Azzarone B, Macieira-Coelho A
Exp Cell Res. 1984 Nov;155(1):299-304. doi: 10.1016/0014-4827(84)90794-8.
Giant axonal neuropathy skin fibroblasts, which are characterized by a selective and partial disorganization of vimentin filaments [1] exhibited, when compared with normal skin fibroblasts, less fibrin clot retractile (FCR) activity and spreading within the fibrin clot both during active growth and resting stage. Skin fibroblasts derived from patients affected with adenomatosis of the colon and rectum, which display a disorganized actin network [2], exhibited reduced FCR activity and spreading within the fibrin clot only during resting stage. FCR inhibition was also obtained by treating the cells with colcemid, cytochalasin B (CB) and dihydrocytochalasin B. The data suggest that FCR activity is under the control of different cytoskeletal structures. For the first time, a direct involvement of intermediate-sized filaments could be demonstrated in the interaction between fibroblasts and an organic substratum.

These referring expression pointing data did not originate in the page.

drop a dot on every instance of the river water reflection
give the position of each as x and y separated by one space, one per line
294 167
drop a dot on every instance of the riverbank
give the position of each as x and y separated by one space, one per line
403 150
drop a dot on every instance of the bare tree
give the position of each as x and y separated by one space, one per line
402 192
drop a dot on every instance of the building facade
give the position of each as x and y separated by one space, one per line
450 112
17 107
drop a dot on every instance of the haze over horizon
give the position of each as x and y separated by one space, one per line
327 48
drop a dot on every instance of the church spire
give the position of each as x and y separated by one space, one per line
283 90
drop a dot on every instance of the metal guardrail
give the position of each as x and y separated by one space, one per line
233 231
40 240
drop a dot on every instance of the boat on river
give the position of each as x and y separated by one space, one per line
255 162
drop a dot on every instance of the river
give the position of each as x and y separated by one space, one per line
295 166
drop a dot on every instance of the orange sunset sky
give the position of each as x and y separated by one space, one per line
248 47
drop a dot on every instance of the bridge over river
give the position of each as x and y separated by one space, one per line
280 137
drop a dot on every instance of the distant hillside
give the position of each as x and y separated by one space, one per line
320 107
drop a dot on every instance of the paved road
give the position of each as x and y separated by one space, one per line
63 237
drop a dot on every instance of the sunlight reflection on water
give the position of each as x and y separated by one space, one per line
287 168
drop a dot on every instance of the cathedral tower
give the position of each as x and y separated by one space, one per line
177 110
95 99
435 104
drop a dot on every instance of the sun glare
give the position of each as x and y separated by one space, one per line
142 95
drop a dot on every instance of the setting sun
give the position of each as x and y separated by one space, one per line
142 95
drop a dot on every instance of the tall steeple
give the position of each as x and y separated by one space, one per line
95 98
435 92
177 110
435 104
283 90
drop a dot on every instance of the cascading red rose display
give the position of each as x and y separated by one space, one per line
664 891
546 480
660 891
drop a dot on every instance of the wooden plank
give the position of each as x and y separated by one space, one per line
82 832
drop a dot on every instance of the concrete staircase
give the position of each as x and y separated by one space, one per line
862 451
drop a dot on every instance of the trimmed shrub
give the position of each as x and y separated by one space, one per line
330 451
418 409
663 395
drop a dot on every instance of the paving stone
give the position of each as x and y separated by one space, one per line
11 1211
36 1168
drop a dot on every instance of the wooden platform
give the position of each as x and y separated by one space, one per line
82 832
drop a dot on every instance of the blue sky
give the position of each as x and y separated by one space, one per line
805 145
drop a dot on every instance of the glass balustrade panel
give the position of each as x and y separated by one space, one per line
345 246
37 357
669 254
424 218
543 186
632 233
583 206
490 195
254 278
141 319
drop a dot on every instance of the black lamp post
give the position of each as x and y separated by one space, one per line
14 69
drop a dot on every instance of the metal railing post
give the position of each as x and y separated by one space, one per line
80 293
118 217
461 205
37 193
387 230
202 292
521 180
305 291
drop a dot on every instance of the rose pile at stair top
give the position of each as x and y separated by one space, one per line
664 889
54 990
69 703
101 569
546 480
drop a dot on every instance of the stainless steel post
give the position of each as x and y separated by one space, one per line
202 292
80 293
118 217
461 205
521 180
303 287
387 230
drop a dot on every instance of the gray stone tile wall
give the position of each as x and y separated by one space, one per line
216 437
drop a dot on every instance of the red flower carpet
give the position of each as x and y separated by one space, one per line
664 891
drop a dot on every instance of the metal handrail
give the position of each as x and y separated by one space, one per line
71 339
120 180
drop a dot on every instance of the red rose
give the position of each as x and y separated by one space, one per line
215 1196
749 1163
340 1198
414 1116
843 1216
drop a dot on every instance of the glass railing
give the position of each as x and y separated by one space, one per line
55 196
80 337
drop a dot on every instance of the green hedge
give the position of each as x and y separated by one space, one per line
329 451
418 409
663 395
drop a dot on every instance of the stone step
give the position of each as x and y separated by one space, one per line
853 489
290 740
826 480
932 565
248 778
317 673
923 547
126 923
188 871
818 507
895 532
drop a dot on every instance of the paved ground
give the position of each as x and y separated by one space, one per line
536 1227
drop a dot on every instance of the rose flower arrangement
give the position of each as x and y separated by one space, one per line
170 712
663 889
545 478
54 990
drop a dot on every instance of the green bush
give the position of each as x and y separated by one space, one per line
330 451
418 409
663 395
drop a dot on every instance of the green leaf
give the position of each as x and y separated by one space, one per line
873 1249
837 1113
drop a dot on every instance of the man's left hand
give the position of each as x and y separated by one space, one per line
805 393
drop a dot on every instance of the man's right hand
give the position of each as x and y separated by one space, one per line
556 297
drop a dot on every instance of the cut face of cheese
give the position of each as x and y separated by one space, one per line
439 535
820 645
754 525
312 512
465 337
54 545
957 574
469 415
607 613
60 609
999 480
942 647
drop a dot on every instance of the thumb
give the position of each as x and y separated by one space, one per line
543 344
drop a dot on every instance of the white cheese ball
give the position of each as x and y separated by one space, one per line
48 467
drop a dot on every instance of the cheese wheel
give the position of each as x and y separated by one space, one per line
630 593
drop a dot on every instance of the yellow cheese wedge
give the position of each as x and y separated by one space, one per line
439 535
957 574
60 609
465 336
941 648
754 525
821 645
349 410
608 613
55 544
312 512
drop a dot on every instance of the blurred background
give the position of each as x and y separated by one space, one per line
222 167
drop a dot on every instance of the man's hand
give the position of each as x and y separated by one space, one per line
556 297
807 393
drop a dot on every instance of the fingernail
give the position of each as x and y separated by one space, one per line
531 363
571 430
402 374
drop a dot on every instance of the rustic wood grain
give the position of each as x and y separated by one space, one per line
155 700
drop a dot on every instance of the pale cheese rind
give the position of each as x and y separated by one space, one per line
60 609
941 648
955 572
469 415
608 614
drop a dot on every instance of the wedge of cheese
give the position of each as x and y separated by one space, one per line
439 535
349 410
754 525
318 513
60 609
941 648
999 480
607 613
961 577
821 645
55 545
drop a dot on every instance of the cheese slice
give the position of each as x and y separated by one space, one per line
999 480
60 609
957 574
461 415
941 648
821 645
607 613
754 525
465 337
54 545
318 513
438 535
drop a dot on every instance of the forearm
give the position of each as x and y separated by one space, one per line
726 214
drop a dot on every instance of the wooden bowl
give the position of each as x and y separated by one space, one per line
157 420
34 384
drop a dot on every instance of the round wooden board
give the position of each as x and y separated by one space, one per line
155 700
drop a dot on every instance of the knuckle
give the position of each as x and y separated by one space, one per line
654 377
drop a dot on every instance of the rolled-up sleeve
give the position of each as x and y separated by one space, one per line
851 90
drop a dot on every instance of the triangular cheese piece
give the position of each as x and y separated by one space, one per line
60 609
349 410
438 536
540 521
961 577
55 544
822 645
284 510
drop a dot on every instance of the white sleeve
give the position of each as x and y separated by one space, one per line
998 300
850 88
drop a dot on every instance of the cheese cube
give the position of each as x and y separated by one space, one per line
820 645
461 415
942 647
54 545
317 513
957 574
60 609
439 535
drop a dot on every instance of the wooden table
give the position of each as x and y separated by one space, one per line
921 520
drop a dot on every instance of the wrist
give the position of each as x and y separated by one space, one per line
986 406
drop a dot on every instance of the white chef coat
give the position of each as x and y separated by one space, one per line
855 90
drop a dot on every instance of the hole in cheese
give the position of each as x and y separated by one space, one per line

巨大轴索性神经病皮肤成纤维细胞的特征是波形蛋白丝存在选择性和部分紊乱[1],与正常皮肤成纤维细胞相比,在活跃生长和静止期,其纤维蛋白凝块收缩(FCR)活性较低,且在纤维蛋白凝块内的铺展能力较弱。来自结肠和直肠腺瘤病患者的皮肤成纤维细胞表现出肌动蛋白网络紊乱[2],仅在静止期其FCR活性降低且在纤维蛋白凝块内的铺展能力减弱。用秋水仙酰胺、细胞松弛素B(CB)和二氢细胞松弛素B处理细胞也可抑制FCR。数据表明,FCR活性受不同细胞骨架结构的控制。首次证明了中等大小的细丝可直接参与成纤维细胞与有机基质之间的相互作用。